UK Car Industry Seeks to Remain in EU Customs Union as Investment Halves

UK Car Industry Seeks to Remain in EU Customs Union as Investment Halves

A British lobbying group representing auto manufacturers is urging the May cabinet to change its position on Brexit and remain in the EU’s customs union – but this bid has been deemed unrealistic.

Kristian Rouz – A new report from the UK’s automotive lobbying group has suggested that investments in the car sector have dramatically declined over the past two years due to Brexit uncertainty. The group is now calling on Prime Minister Theresa May to take urgent steps to reassure investors by remaining in the EU’s customs union. 

According to the Society of Motor Manufacturers and Traders (SMMT), investments in British car production had dropped to 347.3 million pounds ($461.1 million) between January and June 21of 2018. This compared to a total investment of 647.4 million pounds in the first half of 2017. 

READ MORE: Half of Major EU Companies’ Investments In UK Shrink as Brexit Looms – Poll

These figures include investments into new facilities, equipment, tools, models and model development. 

“There is growing frustration in global boardrooms at the slow pace of negotiations,” said Mike Hawes of SMMT. “Government must rethink its position on the customs union.”

This comes after the Conservative and Unionist cabinet unequivocally said the UK would leave the customs union as part of the Brexit process. 

Such a stance is motivated by considerations of the broader UK manufacturing sector, which has greatly benefited from the pound sterling’s devaluation and the disruption of trade ties with the EU rendering British products more competitive on the international market. 

Prime Minister May is still trying to unite members of her own party to come up with a single view of Brexit. As of now, the most avid Brexiteers – led by North East Somerset MP Jacob Rees Mogg – have accused PM May of “appeasing” the EU and betraying the spirit of Brexit, as the hardliners are demanding economic ties with the continent be restricted under a “no deal” scenario.

Other Conservatives, however, have suggested the UK could reach a compromise deal with the EU, allowing for the existing trade ties to remain intact. 

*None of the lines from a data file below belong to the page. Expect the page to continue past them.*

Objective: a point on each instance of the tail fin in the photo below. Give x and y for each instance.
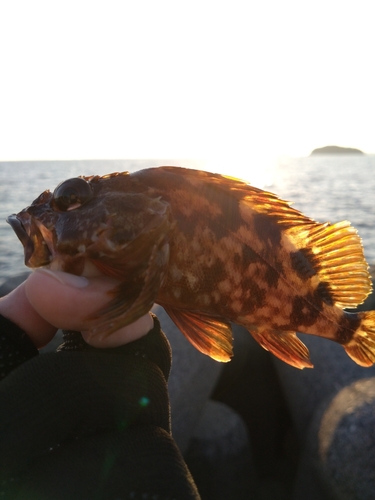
(361, 347)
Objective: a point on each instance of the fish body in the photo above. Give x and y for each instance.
(211, 250)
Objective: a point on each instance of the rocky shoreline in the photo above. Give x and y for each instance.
(259, 429)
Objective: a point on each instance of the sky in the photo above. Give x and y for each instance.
(218, 80)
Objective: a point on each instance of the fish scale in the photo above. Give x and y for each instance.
(212, 250)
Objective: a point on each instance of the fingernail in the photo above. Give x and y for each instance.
(65, 278)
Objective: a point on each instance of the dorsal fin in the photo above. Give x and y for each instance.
(286, 346)
(211, 336)
(335, 251)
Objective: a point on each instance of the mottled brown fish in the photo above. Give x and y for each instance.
(211, 250)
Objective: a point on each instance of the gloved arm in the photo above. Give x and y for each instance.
(91, 423)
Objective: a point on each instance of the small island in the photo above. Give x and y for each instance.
(337, 150)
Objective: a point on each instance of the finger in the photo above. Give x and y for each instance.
(16, 307)
(67, 301)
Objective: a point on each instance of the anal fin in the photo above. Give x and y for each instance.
(210, 335)
(284, 345)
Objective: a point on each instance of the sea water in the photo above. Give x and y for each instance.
(326, 188)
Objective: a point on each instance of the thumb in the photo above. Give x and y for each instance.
(67, 301)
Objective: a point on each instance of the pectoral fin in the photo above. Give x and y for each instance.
(209, 335)
(286, 346)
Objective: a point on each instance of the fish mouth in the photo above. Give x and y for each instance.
(36, 249)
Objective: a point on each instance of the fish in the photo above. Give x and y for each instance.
(212, 250)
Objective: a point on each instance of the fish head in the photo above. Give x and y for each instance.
(93, 225)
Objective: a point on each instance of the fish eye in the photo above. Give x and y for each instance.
(71, 194)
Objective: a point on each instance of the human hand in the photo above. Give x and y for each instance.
(49, 300)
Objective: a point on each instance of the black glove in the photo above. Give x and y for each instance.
(87, 423)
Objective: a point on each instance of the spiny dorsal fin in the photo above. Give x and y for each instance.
(209, 335)
(334, 251)
(286, 346)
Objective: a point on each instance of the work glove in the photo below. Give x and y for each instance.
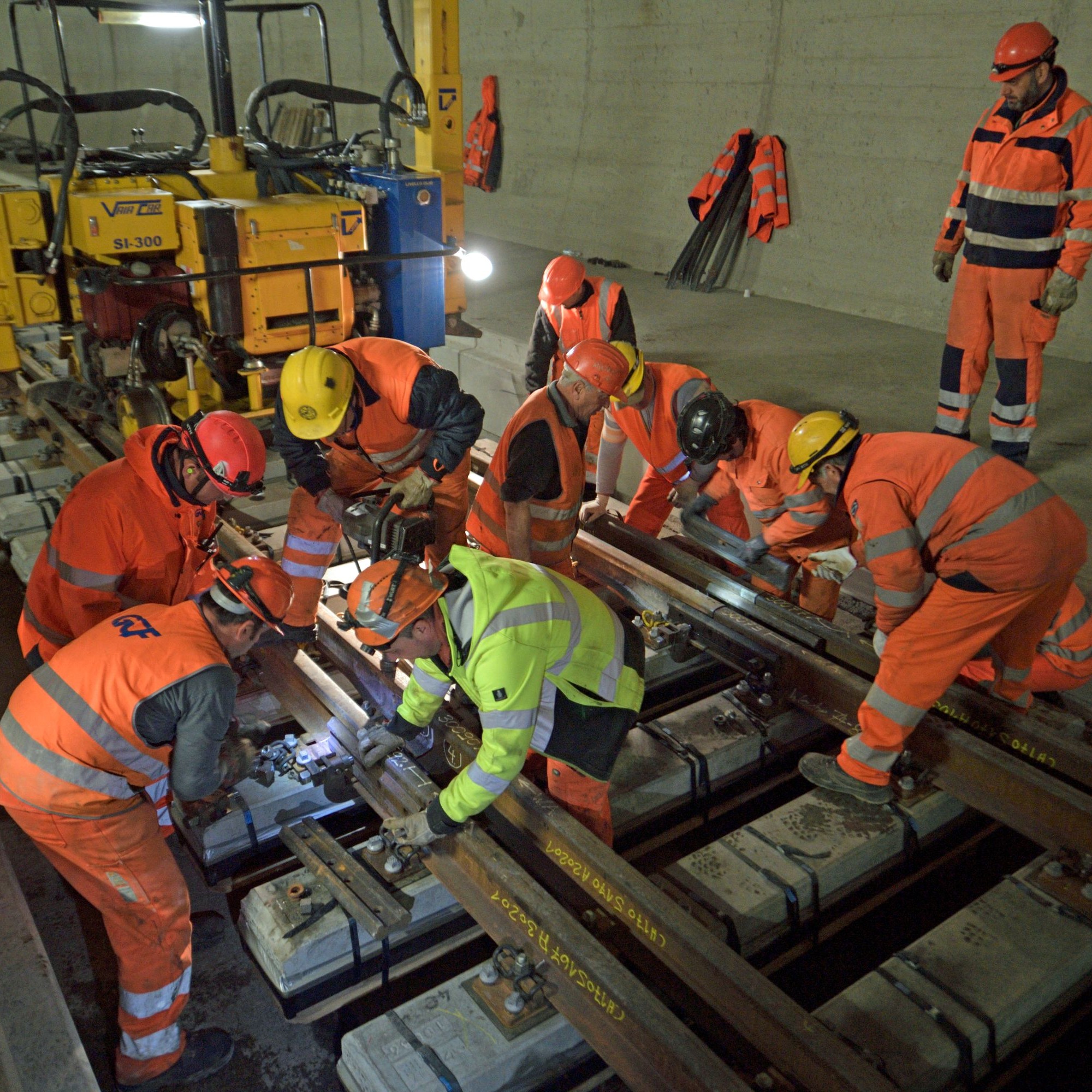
(943, 263)
(1060, 294)
(411, 830)
(834, 564)
(755, 550)
(416, 490)
(331, 505)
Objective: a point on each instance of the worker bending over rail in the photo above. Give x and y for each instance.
(549, 666)
(352, 418)
(1005, 551)
(146, 694)
(530, 498)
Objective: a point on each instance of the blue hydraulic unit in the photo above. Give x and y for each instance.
(409, 218)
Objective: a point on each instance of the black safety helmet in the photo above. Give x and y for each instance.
(706, 426)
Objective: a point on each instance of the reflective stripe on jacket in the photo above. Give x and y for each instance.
(67, 739)
(936, 504)
(121, 540)
(518, 636)
(1024, 199)
(553, 523)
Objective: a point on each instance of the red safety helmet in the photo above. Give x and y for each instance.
(600, 363)
(258, 587)
(229, 449)
(1023, 48)
(562, 281)
(388, 597)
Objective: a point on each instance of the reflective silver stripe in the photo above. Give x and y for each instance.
(909, 717)
(102, 732)
(523, 719)
(438, 689)
(58, 766)
(1008, 243)
(488, 781)
(895, 599)
(84, 578)
(144, 1006)
(869, 756)
(310, 545)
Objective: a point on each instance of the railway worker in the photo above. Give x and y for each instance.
(351, 418)
(144, 694)
(1005, 551)
(529, 503)
(550, 667)
(574, 307)
(747, 442)
(1024, 208)
(648, 412)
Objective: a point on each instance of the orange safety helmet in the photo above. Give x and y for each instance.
(600, 364)
(1023, 48)
(562, 281)
(388, 597)
(258, 587)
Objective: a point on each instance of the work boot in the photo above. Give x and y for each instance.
(825, 773)
(207, 1052)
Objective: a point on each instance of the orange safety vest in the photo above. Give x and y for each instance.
(553, 523)
(659, 448)
(482, 150)
(67, 740)
(120, 541)
(389, 370)
(725, 168)
(769, 208)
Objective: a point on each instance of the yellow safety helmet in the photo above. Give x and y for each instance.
(636, 361)
(820, 436)
(316, 390)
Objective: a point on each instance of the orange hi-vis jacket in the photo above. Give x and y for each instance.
(67, 741)
(553, 523)
(935, 504)
(121, 540)
(769, 207)
(710, 185)
(676, 386)
(764, 476)
(389, 370)
(1024, 199)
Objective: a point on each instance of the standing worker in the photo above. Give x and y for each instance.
(749, 443)
(573, 308)
(1024, 207)
(139, 696)
(648, 412)
(351, 418)
(1005, 551)
(550, 667)
(528, 504)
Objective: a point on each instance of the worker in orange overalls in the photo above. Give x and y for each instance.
(530, 498)
(647, 412)
(749, 442)
(1024, 208)
(145, 694)
(1005, 551)
(351, 418)
(573, 308)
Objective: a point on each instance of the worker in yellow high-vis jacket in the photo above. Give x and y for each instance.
(550, 667)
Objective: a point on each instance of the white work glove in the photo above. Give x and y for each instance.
(416, 490)
(330, 504)
(411, 830)
(1060, 294)
(834, 564)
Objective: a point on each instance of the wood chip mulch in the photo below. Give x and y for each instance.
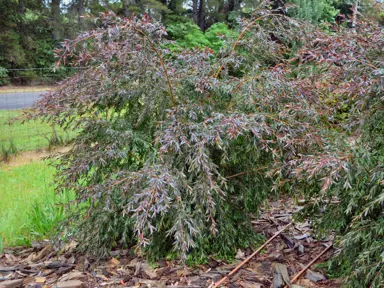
(45, 265)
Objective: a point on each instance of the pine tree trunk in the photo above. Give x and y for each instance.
(81, 11)
(21, 6)
(55, 17)
(195, 11)
(125, 4)
(202, 15)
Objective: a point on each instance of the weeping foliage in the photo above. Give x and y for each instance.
(352, 172)
(177, 151)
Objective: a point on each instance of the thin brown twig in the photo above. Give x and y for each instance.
(215, 285)
(242, 35)
(160, 55)
(294, 279)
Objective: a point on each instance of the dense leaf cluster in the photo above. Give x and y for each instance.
(178, 150)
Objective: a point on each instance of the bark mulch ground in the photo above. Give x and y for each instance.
(45, 265)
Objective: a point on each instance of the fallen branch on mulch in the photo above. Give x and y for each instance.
(215, 285)
(294, 279)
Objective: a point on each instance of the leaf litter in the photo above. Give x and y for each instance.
(46, 265)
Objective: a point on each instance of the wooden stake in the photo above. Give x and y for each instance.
(249, 258)
(294, 279)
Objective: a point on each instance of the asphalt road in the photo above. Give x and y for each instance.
(18, 100)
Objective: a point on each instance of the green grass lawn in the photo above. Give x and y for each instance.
(28, 206)
(32, 135)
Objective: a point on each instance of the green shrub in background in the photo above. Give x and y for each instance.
(315, 11)
(189, 35)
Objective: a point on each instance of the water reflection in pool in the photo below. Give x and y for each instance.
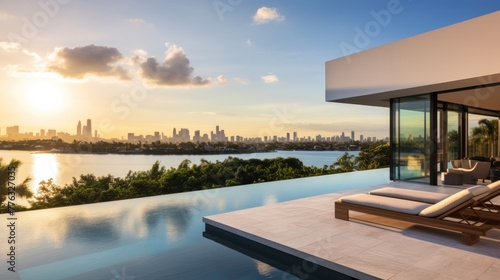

“The current position, with conflicting messages and red lines goes directly against the interests of the UK automotive sector which has thrived on single market and customs union membership,” SMMT’s Hawes said.

The EU’s customs union comprises 28 EU member states enjoying free and unrestricted trade within the bloc, but has common imports tariffs on non-EU goods. Hawes stressed that the May cabinet’s current plan to leave both the single market and the customs union would severely affect UK carmakers. 

READ MORE: UK Remains Europe’s Top Investment Destination Despite Brexit Fears

However, Brexit hardliners have said that struggling British industries will find new export opportunities after the UK leaves the EU in March 2019, as London will be free to negotiate new trade deals on its own behalf. Such deals are prohibited under EU rules, as all member states operate as part of the single market, administered by Brussels. 

Hawes, however, challenges this premise. 

“There is no credible ‘plan B’ for frictionless customs arrangements,” he said. “Nor is it realistic to expect that new trade deals can be agreed with the rest of the world that will replicate the immense value of trade with the EU.”

The UK’s exports totaled $1.1 trillion in 2017, with some 52 percent going to the EU. PM May is seeking a free trade deal with the bloc, which would allow the UK to maintain its privileges in bilateral trade without being a member of the single market or the customs union.

Some say the SMMT’s demands are unrealistic, as the UK would not be able to negotiate new trade deals independently if it remained in the EU’s customs union. 

Trade deals with countries such as the US, members of the British Commonwealth and Asia-Pacific nations are a high priority for the May cabinet – with talks expected to commence in the immediate aftermath of Brexit next March.